Published on May 22nd, 2017 | by Ruben1
The soleo / asoleo process
Soleo or Asoleo is a process of sun-drying grapes before pressing them. In the D.O. Jerez-Xérès-Sherry it is primarily used for Moscatel and Pedro Ximénez grapes.
The soleo usually lasts one to three weeks, but it depends on the weather conditions and the type of wine you’re intending to make. Even for some Oloroso the grapes are sometimes exposed to the sun, though rarely longer than 24 hours (e.g. Lustau Oloroso abocado 1997). However this is nowadays less common as the soleo is such a labour-intensive work: the grapes are carefully spread out by hand and turned over once a day, while removing any unhealthy bunches.
Grapes dried in the sun
The grapes are basically dried in the sun, in open air, after placing them on esparto (straw) mats, usually round mats called redores. At night they are also covered by mats if dew is expected. Free flowing air is essential, as is a low humidity to avoid the rotting of the grapes. This is exactly why today the majority of PX grapes are brought in from the Montilla-Moriles area, where the dry mountain climate lowers the risk of problems.

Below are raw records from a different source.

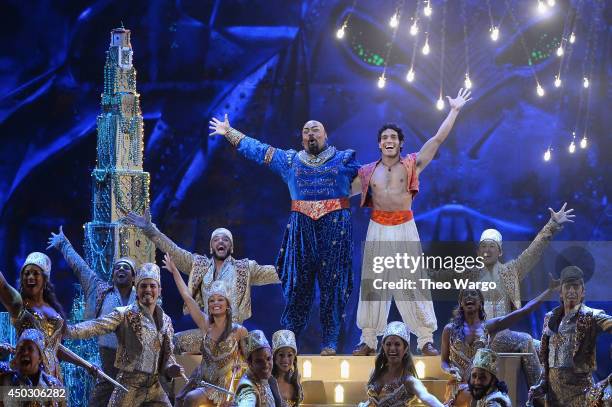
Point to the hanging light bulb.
(339, 394)
(467, 82)
(410, 75)
(344, 369)
(394, 21)
(541, 7)
(560, 51)
(307, 369)
(425, 49)
(414, 29)
(419, 366)
(494, 33)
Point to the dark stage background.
(274, 64)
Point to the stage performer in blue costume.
(318, 241)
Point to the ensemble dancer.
(257, 386)
(144, 343)
(486, 389)
(470, 330)
(101, 298)
(568, 344)
(394, 381)
(285, 369)
(318, 243)
(388, 186)
(222, 355)
(27, 370)
(508, 276)
(238, 274)
(35, 305)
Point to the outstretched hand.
(169, 264)
(462, 98)
(140, 222)
(56, 239)
(562, 216)
(219, 127)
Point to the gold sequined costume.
(568, 353)
(218, 360)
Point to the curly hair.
(293, 377)
(392, 126)
(49, 295)
(380, 365)
(458, 318)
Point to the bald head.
(314, 137)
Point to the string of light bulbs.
(493, 28)
(440, 101)
(467, 83)
(341, 32)
(394, 24)
(539, 89)
(414, 30)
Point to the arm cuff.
(234, 136)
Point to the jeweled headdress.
(283, 339)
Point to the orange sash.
(391, 218)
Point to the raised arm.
(262, 275)
(252, 149)
(182, 257)
(10, 298)
(194, 310)
(430, 148)
(532, 254)
(87, 277)
(415, 386)
(95, 327)
(495, 325)
(445, 363)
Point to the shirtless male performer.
(388, 186)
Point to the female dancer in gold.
(394, 381)
(284, 354)
(35, 306)
(469, 331)
(222, 353)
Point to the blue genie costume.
(318, 241)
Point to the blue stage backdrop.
(272, 65)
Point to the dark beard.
(314, 150)
(216, 255)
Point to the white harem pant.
(415, 305)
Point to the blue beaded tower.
(119, 186)
(118, 182)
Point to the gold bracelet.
(234, 136)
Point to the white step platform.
(352, 372)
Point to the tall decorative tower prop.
(119, 183)
(119, 186)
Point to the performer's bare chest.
(388, 188)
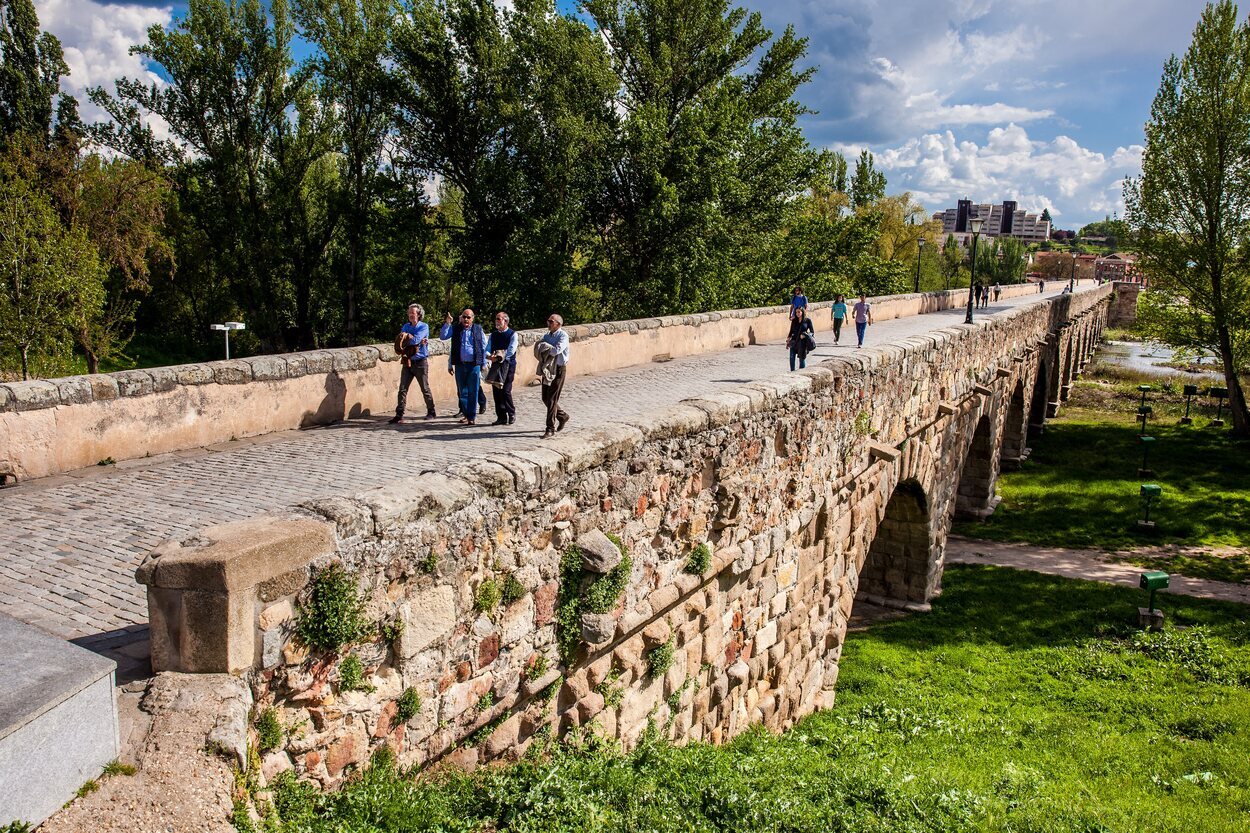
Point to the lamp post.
(226, 328)
(976, 233)
(920, 248)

Pressing these “raisined” grapes or pasas is rather more difficult than for fresh grapes, so usually it is done in vertical presses with the esparto mats in between layers of grapes. The high sugar concentration will slow down or even prevent spontaneous fermentation. The new wine will quickly be stabilized at around 10 degrees of alcohol and left to settle for a few months before its final fortification.

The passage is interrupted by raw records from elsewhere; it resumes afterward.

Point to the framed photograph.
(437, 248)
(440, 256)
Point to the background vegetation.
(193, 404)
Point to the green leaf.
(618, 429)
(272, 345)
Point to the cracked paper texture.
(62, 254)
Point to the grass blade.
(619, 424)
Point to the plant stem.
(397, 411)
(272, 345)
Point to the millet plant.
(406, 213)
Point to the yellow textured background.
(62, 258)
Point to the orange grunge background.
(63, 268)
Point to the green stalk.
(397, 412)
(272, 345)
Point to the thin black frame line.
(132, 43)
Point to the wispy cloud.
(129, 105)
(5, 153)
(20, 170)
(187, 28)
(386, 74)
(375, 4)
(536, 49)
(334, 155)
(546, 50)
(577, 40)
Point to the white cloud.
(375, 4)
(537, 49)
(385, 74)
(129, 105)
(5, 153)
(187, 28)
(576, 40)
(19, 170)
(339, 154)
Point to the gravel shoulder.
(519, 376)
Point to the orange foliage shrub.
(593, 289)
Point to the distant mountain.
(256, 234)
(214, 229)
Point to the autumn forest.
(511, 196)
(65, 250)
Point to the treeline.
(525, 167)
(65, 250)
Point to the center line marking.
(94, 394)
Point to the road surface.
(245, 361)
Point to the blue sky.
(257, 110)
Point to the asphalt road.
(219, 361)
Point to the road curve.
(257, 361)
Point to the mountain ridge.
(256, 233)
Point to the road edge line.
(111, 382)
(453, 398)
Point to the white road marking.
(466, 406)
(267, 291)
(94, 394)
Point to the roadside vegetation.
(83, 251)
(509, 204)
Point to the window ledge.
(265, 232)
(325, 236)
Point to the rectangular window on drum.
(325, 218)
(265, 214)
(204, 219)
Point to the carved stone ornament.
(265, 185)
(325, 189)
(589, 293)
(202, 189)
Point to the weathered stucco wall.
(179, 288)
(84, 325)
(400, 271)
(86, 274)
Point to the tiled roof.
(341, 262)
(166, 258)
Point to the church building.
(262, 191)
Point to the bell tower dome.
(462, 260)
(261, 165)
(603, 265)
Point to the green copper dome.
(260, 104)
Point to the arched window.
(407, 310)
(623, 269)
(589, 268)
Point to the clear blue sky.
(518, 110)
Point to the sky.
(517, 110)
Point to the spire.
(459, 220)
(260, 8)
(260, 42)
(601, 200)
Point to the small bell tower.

Origins and effects of asoleo
No one seems to know when the soleo process began: it probably goes back to Roman or Greek times, but other sources claim it was introduced by the Moors. We do know that it was certainly used by all sherry producers in the early 1800s. When fortification was not a widespread practice, Palomino grapes underwent some asoleo as well, as Palomino naturally produces a low alcohol must (nowadays easier to control / solve). In the past it was common to add gypsum (yeso) to the grapes, which results in a clear must with a slightly higher acidity. It is a harmless additive, still legal in hot winemaking areas. However nowadays the acidity is usually corrected by adding tartaric acid.

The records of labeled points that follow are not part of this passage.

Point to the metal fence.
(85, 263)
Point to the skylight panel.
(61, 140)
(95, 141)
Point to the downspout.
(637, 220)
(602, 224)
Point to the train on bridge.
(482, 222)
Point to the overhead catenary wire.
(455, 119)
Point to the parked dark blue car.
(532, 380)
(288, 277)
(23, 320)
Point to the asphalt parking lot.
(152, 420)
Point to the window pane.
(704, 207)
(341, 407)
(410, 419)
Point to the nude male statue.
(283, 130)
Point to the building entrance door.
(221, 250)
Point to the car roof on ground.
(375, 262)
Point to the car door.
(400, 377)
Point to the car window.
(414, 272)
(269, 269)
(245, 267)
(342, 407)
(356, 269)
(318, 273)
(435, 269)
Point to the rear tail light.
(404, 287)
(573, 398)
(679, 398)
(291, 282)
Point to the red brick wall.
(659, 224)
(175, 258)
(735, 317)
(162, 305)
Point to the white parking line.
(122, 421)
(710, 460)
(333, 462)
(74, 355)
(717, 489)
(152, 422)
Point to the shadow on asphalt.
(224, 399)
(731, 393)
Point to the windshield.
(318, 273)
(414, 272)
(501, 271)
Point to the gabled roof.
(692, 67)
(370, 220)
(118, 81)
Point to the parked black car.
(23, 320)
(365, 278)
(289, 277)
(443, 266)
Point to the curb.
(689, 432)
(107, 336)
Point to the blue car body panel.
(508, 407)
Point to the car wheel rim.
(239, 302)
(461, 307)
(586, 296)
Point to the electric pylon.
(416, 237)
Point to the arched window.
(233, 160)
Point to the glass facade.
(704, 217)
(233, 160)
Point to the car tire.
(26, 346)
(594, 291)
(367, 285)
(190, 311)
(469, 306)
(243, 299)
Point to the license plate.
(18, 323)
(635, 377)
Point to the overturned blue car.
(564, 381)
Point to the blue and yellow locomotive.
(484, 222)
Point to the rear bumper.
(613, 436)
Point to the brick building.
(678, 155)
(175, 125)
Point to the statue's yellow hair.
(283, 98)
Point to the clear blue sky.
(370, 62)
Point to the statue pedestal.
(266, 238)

Grapes loose about 10-15% of their weight in water. Contrary to what you may think, the soleo process actually reduces the total (absolute) amount of sugar, but with less water the proportion of sugar is increased (from 300 grames per litre of must to around 450-480 grams per litre). It also changes the viscosity of the juice and lessens the amount of malic acid and tannins. There are also some chemical changes which lead to different aroma and flavour characteristics.